Thursday, April 19, 2012

The Day It Snowed in New Orleans

Spring is here in full force and summer, no doubt, will be here shortly. Winter, it seems, hardly made a showing this year in central Mississippi. Unless I'm mistaken, we had no measurable snowfall this time around. Even the traditional "Easter cold snap" failed to show up (although it's a little bit chilly this morning). So what happened? Is it global warming? The Mayan calendar perhaps? Who knows. Based on snowfall statistics, though, the answer might be that this year is the norm and snowfall, particularly heavy snow, is simply a rare event in the deep south. I remember a good snow in 1968 or so, and then another one in 1981-82. That was fun because we were "trapped" on the Millsaps College campus for a week and enjoyed such things as sledding down North State Street on cafeteria trays. The snow that year that blanketed central Mississippi was significant, but it was nothing like what happened on New Year's Eve back in 1963.
That year, a surface low-pressure system moved up from the Gulf of Mexico and into Mississippi, Alabama and Tennessee. With heavy snowfall and high winds, the winter storm completely paralyzed the deep south for several days, and at least three people died during the storm. In southeast Louisiana, and in New Orleans particularly, more than four inches of snow fell. In parts of eastern Mississippi, in northwest Alabama, and into Tennessee, more than a foot of snow fell in the span of one day. Meridian, Mississippi, recorded fifteen inches. Even Bay St. Louis saw more than 10" of snow! In Alabama, Huntsville recorded 17.1 inches, making it the worst snow storm in the area since 1899. Roads were impassable for days.

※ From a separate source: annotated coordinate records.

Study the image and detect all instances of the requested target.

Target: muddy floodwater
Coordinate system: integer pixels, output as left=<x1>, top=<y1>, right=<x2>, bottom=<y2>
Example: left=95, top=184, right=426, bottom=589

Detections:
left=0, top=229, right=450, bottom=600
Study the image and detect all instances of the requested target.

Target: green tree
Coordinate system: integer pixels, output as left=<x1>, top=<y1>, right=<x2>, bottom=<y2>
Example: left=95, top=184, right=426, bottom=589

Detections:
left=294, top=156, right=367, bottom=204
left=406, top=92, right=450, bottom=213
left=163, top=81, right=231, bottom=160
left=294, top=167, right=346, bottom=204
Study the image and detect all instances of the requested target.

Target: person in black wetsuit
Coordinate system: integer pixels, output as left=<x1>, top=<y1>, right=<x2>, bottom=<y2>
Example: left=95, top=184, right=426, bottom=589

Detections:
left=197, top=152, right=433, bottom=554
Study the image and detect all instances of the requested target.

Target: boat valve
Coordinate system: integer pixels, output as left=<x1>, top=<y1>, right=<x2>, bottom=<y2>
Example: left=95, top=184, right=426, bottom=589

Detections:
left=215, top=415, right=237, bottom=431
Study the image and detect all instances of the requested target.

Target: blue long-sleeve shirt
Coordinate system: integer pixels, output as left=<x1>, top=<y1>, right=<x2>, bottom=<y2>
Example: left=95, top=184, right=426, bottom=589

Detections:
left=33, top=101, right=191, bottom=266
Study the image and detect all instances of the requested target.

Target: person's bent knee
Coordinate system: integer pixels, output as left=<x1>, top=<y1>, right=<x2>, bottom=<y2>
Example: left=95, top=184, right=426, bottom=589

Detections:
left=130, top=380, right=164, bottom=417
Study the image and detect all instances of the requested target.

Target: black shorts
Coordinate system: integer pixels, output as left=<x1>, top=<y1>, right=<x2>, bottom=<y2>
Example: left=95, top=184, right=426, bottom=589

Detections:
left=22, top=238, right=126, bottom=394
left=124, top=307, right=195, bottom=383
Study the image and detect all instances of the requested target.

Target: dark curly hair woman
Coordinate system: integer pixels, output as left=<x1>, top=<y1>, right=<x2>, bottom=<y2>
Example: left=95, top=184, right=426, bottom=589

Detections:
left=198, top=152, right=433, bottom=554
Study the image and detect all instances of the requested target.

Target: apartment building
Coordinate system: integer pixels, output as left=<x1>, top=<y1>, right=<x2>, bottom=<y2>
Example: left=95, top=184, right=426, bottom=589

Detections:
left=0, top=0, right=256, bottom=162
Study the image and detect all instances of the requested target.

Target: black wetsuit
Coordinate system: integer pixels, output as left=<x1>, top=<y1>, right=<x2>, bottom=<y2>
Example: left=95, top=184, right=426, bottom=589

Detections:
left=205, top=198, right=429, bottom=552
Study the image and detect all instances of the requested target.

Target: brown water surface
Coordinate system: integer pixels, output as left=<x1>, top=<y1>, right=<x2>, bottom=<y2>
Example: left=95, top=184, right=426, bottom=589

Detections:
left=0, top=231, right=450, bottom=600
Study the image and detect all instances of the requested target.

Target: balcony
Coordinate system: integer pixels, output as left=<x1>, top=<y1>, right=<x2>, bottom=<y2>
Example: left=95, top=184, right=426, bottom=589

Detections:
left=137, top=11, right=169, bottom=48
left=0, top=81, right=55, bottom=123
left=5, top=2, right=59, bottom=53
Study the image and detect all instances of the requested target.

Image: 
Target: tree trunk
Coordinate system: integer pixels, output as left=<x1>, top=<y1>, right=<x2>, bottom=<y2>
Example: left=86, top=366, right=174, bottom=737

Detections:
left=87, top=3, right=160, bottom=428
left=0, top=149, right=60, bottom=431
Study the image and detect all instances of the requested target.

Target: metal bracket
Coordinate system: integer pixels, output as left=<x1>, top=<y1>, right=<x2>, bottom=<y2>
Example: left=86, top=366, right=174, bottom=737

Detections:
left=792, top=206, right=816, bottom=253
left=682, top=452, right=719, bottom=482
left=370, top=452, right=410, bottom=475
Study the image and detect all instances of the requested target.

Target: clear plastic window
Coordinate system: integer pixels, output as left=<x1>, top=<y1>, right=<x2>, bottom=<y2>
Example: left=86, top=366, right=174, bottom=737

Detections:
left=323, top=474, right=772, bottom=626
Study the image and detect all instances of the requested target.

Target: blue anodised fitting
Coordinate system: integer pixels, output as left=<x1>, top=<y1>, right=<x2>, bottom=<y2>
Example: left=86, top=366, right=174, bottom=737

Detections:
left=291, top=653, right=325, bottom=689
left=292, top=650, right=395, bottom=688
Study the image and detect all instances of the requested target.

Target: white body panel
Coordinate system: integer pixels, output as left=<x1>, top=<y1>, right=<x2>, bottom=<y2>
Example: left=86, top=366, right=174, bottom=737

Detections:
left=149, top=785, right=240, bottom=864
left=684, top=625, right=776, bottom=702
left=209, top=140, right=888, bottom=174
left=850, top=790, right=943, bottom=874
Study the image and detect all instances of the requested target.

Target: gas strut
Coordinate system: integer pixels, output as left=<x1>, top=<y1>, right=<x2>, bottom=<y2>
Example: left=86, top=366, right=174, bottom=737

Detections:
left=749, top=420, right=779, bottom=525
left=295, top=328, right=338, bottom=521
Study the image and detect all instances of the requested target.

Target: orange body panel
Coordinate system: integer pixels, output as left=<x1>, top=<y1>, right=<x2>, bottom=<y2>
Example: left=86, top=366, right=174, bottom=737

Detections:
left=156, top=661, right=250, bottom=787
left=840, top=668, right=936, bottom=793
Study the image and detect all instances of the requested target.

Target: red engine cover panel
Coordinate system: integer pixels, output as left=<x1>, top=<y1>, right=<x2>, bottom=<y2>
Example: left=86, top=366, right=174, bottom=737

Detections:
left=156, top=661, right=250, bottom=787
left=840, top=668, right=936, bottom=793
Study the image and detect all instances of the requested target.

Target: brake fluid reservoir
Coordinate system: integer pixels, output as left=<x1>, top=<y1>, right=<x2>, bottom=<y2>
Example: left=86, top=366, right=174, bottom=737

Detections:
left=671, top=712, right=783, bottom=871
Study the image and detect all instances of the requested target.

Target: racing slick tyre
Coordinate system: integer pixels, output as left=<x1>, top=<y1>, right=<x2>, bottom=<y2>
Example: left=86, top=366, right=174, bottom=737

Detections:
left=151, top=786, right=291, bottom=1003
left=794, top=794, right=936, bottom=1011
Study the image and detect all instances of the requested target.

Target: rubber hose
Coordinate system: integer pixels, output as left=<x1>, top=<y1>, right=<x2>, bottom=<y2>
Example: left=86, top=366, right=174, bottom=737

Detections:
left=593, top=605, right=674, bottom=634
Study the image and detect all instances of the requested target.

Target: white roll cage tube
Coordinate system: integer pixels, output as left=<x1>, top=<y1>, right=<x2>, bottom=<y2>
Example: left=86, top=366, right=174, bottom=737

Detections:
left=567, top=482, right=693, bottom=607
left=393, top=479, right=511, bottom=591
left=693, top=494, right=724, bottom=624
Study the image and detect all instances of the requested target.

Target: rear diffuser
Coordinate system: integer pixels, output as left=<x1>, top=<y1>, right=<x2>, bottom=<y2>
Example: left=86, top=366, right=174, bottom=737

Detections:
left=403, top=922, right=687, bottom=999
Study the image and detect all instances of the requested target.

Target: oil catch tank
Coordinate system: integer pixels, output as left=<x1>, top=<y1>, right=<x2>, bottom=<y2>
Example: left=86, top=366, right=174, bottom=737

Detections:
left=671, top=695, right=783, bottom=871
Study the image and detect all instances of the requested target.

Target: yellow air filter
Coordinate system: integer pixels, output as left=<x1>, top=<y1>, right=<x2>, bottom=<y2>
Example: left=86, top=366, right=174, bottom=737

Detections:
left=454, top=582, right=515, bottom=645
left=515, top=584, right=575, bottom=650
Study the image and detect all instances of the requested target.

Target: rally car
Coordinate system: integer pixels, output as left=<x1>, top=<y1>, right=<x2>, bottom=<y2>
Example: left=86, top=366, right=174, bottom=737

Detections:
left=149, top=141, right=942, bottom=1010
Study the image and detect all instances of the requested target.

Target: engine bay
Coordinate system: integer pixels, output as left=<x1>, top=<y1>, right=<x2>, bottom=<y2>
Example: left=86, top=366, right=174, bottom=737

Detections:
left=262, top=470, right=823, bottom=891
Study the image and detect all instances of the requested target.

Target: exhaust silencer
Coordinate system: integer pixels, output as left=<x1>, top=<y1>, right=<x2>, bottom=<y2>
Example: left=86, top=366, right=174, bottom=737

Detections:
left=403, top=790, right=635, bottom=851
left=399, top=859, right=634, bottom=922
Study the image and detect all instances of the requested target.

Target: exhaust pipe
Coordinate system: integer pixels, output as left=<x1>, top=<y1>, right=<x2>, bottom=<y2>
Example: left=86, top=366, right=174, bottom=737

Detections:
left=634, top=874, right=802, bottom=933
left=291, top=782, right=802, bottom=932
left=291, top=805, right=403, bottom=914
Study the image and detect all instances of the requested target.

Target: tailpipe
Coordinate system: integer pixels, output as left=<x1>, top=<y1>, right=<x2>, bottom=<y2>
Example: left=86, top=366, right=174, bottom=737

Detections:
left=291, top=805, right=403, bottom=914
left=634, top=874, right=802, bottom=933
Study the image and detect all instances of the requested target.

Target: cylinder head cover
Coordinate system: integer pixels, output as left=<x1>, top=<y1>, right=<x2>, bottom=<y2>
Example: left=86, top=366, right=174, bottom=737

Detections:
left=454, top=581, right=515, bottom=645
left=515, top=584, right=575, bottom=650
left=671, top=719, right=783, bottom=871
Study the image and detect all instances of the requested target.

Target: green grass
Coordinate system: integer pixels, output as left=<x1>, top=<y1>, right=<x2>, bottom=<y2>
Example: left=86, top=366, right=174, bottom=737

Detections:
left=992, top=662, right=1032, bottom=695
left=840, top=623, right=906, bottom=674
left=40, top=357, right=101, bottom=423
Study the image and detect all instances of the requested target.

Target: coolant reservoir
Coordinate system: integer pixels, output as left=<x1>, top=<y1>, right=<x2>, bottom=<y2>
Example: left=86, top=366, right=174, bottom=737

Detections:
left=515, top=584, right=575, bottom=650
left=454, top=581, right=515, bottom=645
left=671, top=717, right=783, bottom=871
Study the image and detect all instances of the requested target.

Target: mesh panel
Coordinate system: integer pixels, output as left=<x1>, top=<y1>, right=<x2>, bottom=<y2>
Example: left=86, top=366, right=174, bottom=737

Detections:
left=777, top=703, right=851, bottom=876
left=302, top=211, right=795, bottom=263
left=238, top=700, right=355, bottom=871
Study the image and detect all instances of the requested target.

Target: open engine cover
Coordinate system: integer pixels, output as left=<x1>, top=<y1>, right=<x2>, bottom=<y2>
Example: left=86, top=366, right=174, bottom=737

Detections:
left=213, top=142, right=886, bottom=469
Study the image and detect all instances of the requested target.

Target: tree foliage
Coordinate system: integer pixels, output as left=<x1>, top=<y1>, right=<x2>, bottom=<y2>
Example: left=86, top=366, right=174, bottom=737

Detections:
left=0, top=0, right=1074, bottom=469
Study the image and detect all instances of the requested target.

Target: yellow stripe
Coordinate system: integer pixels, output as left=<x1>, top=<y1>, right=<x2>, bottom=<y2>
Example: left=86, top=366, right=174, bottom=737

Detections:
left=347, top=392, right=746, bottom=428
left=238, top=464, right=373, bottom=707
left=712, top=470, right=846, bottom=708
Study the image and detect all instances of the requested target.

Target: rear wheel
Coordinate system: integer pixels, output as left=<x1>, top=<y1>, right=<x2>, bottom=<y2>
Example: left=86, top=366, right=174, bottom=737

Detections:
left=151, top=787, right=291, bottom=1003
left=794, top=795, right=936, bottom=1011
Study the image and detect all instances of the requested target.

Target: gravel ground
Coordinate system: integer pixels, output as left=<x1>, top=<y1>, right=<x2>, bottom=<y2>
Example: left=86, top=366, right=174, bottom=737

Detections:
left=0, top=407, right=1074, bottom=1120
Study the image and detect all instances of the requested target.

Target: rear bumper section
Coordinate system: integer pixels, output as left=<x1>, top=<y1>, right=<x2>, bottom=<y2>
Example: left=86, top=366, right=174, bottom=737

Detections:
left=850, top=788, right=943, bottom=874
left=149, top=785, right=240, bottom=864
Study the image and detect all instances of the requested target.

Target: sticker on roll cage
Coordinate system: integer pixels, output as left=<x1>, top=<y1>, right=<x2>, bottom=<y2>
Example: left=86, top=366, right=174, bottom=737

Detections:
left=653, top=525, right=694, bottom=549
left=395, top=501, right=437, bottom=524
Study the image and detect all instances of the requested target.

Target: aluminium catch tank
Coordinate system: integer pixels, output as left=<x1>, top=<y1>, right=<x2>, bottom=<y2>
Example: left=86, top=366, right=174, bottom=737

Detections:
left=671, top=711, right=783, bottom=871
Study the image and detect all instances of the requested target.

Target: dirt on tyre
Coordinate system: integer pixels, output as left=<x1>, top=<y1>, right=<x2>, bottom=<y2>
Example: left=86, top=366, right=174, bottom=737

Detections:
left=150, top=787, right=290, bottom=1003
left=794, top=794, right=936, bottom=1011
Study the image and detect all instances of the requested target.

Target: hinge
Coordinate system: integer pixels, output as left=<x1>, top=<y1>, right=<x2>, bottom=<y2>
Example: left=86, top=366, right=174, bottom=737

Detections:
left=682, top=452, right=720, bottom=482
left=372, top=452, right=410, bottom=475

As its was New Year's Day, most folks in New Orleans were probably elated to find snow on the ground, a rare event indeed. One person not at all happy was Coach Bear Bryant, whose eighth-ranked Alabama Crimson Tide was set to play Coach John Vaught's sixth-ranked Ole Miss team in the 1964 Sugar Bowl. Earlier, Coach Bryant had said that the only thing that could mess with the Tide's chances against the Rebels would be if it snowed. Incredibly, there were four inches of snow waiting on Bryant at Tulane Stadium (top right) on the day of the game. Alabama had suspended Joe Namath, too, so things looked pretty good for Ole Miss, who was undefeated in 1963 (with two ties). Still, the Crimson Tide managed to win, edging Ole Miss 12-7 on the strength of four field goals. Ole Miss scored the only touchdown of the game. Playing in place of Namath at quarterback was Steve Sloan, later to become head coach at Ole Miss.

Photo sources:
(1) Snow scene:'s_Eve_1963_snowstorm
(2) Weather map:
(3) Stadium:
(4) Cheerleaders:

1 comment:

  1. This reminded me of the epic March storm of 1993, when I was stranded in Florida on Spring Break and was late getting back to college in Wisconsin. I-65 was completely closed down through Alabama and TN, and I-55 was closed for a day or so, as I recall. Fun times! But nothing near 10" on the Coast--maybe 3 inches in Pensacola.